Despite my love for the two people getting married, I found the service itself kind of chillingly totalitarian in its rhetoric.
aimai
I've had my bellyfull of Catholic wedding ceremonies. My ex's family is Catholic and I must have attended at least a half-dozen of them. I'm uninterested in hearing "I am the way and the truth and the life" from a preist's lips ever again. Nothing like making the invited guests feel welcome.
I had the words from Ruth at my wedding…even though I'm an atheist (my wife's a believer.)

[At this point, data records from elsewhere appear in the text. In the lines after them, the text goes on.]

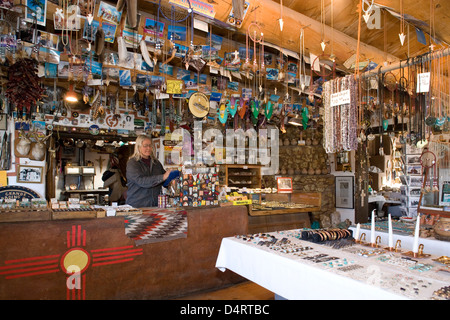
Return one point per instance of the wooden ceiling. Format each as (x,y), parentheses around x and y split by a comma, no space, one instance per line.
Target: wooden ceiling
(339,29)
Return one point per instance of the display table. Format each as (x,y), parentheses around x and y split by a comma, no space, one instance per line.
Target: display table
(293,276)
(34,258)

Entreat me not to leave thee, or to return from following after thee: for whither thou goest, I will go; and where thou lodgest, I will lodge: thy people shall be my people, and thy God my God:
Ruth 1:16 KJV
I'm a bit of a communitarian, so I like the "thy people/my people" stuff
From the version of Cranmer's wedding service that my wife and I used, the part that stands out most to me is the ring-giving promise:
With this ring I thee wed, with my body I thee honour, and with all my worldly goods I thee endow; in the name of the Father, and the Son, and the Holy Ghost.
It's quite an oath.
I love that translation. It has the tone of contemporaneous speech and the resonance of eternity.
I love that translation. It has the tone of contemporary speech and the resonance of eternity.